The story takes place in a small German town called Winden that has in its
centre a nuclear power station and research centre. There is a cave underneath
it with an astonishing secret, a portal that allows a person to time travel.
The portals emerge in periods of time thirty-three years apart over at least a
century and a half from the past into the present and then the future; the
years 1888, 1921, 1953, 1986, 2019 and 2053. Children in the town keep
vanishing and it turns out that they vanish because they enter the portal and
move into the past or future. They find themselves in the same place, the cave
in Winden, but during a different era. On some of these occasions the children
remain in the time period they emerge into, either voluntarily or because they
can't get back to the portal for various reasons. (For a teenager in the
present day going back in time to be a teenager in the 1980's, I can well
believe they would not wish to return!) This has generated a dark secret among
the people of Winden, some of the residents are actually the same person at
different periods of their lives; they even meet each other. This makes family
relationships extremely complex. Some offspring are older than their parents,
or even their grandparents. One person can be a father, mother, or step-parent
at the same time. In one incestuous circuit, a woman called Charlotte
is both the mother and daughter of
another character, Elisabeth.
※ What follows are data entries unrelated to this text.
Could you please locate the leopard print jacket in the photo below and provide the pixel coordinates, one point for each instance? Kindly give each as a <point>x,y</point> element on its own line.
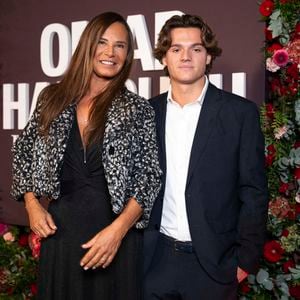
<point>130,156</point>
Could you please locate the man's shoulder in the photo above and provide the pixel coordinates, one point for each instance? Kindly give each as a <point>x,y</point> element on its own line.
<point>234,100</point>
<point>154,101</point>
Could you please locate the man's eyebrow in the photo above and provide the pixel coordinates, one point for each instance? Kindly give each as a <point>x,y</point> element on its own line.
<point>180,45</point>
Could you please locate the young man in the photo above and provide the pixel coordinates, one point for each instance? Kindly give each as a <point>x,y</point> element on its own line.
<point>207,226</point>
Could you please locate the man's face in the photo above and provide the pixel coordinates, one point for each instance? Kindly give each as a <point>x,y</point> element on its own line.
<point>186,59</point>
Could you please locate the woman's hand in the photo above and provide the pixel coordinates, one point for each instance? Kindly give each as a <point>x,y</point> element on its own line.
<point>40,221</point>
<point>102,247</point>
<point>105,244</point>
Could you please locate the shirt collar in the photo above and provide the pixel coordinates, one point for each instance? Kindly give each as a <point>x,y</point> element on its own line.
<point>199,99</point>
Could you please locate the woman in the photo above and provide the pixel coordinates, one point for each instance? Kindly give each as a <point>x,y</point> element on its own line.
<point>90,148</point>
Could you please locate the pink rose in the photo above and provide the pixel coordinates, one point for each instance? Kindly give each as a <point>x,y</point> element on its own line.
<point>280,57</point>
<point>3,228</point>
<point>8,237</point>
<point>271,66</point>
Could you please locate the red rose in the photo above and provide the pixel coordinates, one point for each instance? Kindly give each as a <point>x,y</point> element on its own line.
<point>297,173</point>
<point>35,244</point>
<point>291,215</point>
<point>283,188</point>
<point>292,71</point>
<point>297,144</point>
<point>268,34</point>
<point>244,287</point>
<point>266,8</point>
<point>297,209</point>
<point>271,149</point>
<point>273,251</point>
<point>288,264</point>
<point>23,240</point>
<point>270,110</point>
<point>297,30</point>
<point>295,291</point>
<point>33,288</point>
<point>274,47</point>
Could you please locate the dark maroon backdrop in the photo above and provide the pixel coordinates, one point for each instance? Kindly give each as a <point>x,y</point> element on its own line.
<point>235,23</point>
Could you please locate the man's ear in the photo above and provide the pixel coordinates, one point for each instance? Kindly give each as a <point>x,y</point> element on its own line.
<point>163,61</point>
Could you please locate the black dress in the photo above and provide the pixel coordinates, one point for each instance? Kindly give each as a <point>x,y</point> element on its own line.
<point>82,211</point>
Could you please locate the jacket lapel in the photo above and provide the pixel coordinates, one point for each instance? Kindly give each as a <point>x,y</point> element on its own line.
<point>211,105</point>
<point>161,110</point>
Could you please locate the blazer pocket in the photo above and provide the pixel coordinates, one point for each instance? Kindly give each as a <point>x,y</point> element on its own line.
<point>223,226</point>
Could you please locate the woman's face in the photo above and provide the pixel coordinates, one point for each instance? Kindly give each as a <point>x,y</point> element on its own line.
<point>111,52</point>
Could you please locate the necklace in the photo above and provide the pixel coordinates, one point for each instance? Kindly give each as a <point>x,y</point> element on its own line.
<point>80,118</point>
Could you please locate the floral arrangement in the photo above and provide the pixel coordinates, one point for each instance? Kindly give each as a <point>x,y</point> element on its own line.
<point>279,273</point>
<point>19,252</point>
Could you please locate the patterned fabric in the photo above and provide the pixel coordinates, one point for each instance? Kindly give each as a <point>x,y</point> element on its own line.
<point>130,156</point>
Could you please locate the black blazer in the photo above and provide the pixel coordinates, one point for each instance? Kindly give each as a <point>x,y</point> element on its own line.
<point>226,189</point>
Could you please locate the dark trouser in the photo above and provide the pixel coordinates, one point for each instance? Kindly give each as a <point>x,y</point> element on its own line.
<point>176,274</point>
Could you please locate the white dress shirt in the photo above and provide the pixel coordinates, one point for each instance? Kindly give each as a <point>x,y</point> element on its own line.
<point>181,123</point>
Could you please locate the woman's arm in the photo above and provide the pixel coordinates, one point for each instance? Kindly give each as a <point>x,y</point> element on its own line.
<point>105,244</point>
<point>40,221</point>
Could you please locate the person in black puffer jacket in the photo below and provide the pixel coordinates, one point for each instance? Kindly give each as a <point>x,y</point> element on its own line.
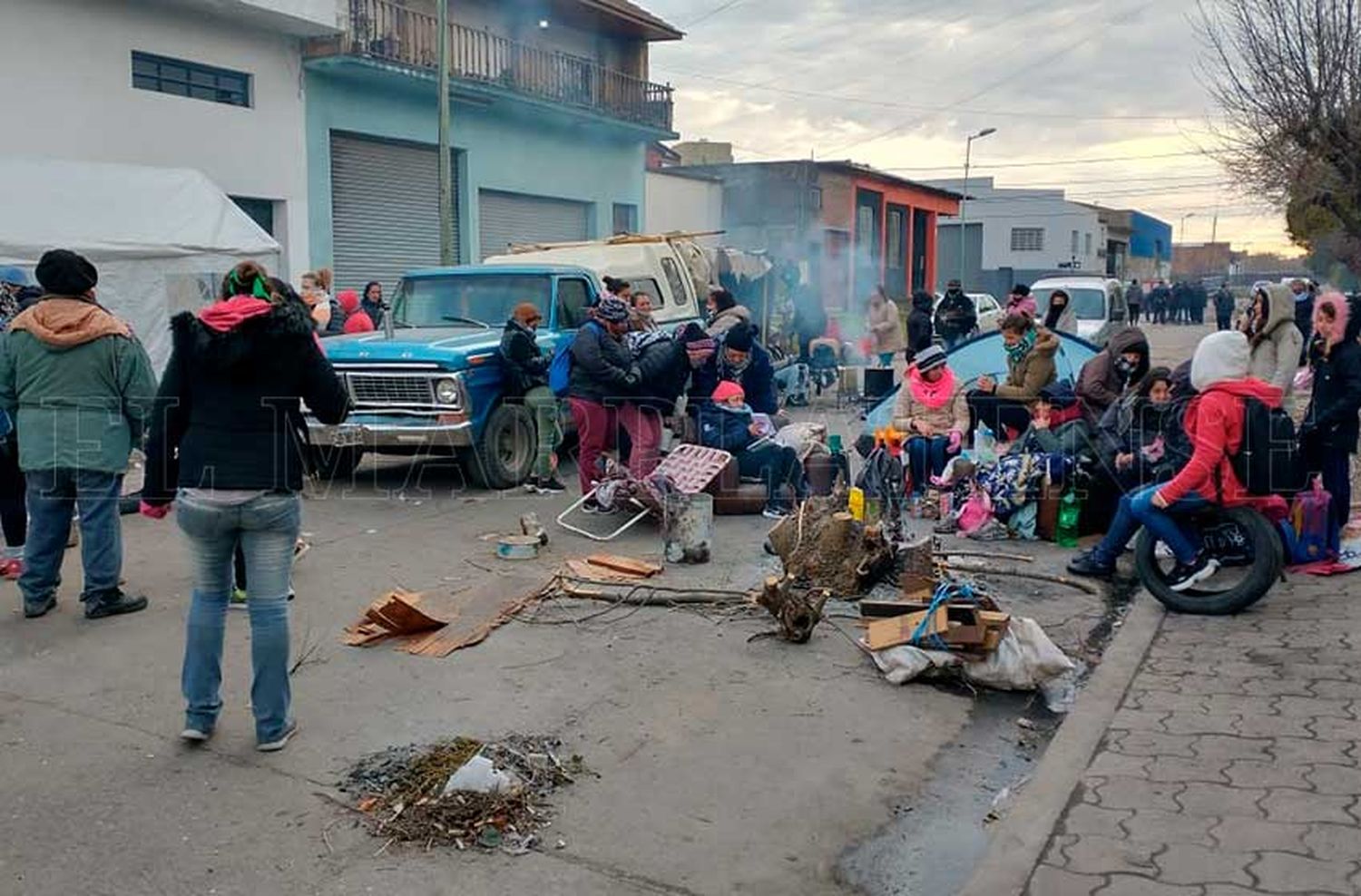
<point>225,447</point>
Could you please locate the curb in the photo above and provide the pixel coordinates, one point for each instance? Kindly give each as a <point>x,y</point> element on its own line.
<point>1021,838</point>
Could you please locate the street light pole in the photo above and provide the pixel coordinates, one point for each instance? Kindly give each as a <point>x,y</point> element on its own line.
<point>964,198</point>
<point>446,248</point>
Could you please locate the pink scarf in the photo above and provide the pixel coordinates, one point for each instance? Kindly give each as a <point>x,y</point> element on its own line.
<point>933,394</point>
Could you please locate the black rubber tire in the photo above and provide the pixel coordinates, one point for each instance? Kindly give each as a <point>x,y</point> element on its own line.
<point>1265,571</point>
<point>504,457</point>
<point>337,463</point>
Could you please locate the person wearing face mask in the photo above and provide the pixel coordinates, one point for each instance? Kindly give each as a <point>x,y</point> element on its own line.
<point>524,369</point>
<point>603,373</point>
<point>1121,364</point>
<point>1330,429</point>
<point>1274,339</point>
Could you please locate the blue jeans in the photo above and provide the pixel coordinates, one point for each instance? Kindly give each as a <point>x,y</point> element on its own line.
<point>925,458</point>
<point>266,528</point>
<point>1137,510</point>
<point>52,498</point>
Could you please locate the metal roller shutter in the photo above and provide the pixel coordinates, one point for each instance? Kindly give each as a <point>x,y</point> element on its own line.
<point>384,209</point>
<point>514,218</point>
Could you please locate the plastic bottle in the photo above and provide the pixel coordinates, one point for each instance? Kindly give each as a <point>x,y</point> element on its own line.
<point>1070,511</point>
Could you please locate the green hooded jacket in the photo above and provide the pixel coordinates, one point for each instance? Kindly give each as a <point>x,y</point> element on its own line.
<point>78,386</point>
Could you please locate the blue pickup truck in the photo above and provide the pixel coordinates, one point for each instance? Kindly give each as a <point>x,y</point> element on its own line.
<point>435,385</point>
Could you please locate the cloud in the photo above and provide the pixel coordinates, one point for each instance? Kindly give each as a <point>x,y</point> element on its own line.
<point>898,83</point>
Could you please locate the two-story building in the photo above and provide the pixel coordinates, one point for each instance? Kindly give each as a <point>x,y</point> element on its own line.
<point>553,113</point>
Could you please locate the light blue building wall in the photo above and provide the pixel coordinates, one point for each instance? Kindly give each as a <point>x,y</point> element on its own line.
<point>504,143</point>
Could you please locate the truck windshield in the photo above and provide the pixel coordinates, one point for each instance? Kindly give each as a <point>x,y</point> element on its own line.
<point>467,299</point>
<point>1089,305</point>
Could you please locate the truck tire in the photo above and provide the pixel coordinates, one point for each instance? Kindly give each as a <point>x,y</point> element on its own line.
<point>1257,579</point>
<point>337,463</point>
<point>504,455</point>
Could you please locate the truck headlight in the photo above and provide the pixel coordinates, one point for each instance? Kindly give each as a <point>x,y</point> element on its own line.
<point>446,391</point>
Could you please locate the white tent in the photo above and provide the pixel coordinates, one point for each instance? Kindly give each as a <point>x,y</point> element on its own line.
<point>162,239</point>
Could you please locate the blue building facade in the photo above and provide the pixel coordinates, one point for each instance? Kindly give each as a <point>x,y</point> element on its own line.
<point>547,146</point>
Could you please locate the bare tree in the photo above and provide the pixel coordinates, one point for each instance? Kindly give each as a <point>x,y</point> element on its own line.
<point>1287,73</point>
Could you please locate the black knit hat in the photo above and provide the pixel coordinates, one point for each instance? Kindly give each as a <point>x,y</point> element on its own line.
<point>64,272</point>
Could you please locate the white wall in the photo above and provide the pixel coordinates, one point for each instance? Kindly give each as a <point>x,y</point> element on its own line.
<point>1002,209</point>
<point>67,84</point>
<point>680,203</point>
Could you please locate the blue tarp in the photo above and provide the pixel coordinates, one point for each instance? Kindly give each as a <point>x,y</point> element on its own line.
<point>985,355</point>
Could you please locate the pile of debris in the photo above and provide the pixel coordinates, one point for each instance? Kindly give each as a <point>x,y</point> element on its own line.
<point>463,793</point>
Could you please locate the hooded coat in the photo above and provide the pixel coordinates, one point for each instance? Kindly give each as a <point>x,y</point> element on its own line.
<point>1032,373</point>
<point>1100,385</point>
<point>919,324</point>
<point>76,384</point>
<point>1276,348</point>
<point>229,411</point>
<point>1214,419</point>
<point>1336,402</point>
<point>885,328</point>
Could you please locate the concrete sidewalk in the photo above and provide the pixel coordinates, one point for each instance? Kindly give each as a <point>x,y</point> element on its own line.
<point>1233,763</point>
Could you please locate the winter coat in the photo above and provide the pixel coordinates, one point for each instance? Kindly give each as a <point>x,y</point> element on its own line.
<point>757,380</point>
<point>726,320</point>
<point>1276,350</point>
<point>602,367</point>
<point>885,328</point>
<point>726,429</point>
<point>228,414</point>
<point>523,364</point>
<point>955,316</point>
<point>76,384</point>
<point>952,415</point>
<point>1100,385</point>
<point>1336,402</point>
<point>1034,372</point>
<point>664,370</point>
<point>919,326</point>
<point>1214,426</point>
In the third season the complexity is deepened by
the addition of a parallel universe. It makes the series hard to follow for the
viewer and I recommend finding some spare time to binge-watch it, rather than
dipping in and out of it like I did.
The production designers have gone to some effort to make it
easier to know what's going on. For instance, one of the characters is very
distinctive because she has eyes of a different colour, so the viewer can spot
her immediately, even though we see her as a little girl, a middle-aged woman
and finally an old lady. Different time periods and universes are also
designated for the viewer by different weather conditions. In the parallel
universe it's always foggy; in 2053 it's cold and wintry, in 1888 it never
stops raining. The portal under the nuclear plant, along with the invention of
a very steampunk time machine reminiscent of 1899, means that the storyline takes place in an indefinite
causality loop, similar to the film Groundhog
Day. Like the main character in that film, the mission of the characters is
to break that cycle. They are led by a group of people who know the truth about
the time loop called "the Travellers". However, the Travellers are
not united in their vision and have different goals when it comes to moving
forward out of the time loop. The series does lack a lot of plausibility
because of the problem of paradoxes, something I brought up in a video script I
once wrote. Travelling into the future is not a problem, at least theoretically,
as Albert Einstein worked out. Travelling into the past cannot be done literally.
It can only be simulated through the many-worlds hypothesis, see here for
details: https://hpanwo-voice.blogspot.com/2019/05/time-traveller-comes-back.html;
but as I said, the story of Dark does
include a parallel universe element. Dark
is a well-acted, absorbing and ambitious production that never drags, despite
its duration. Sometimes it's upsetting. I'm pleased to say the casting is very "natural" for a town in rural Germany, if you know what I mean. Unlike 1899, the dialogue
is all in its native German, but on Netflix the audio and subtitle options are
available too. I wonder what Michael Shrimpton makes of it!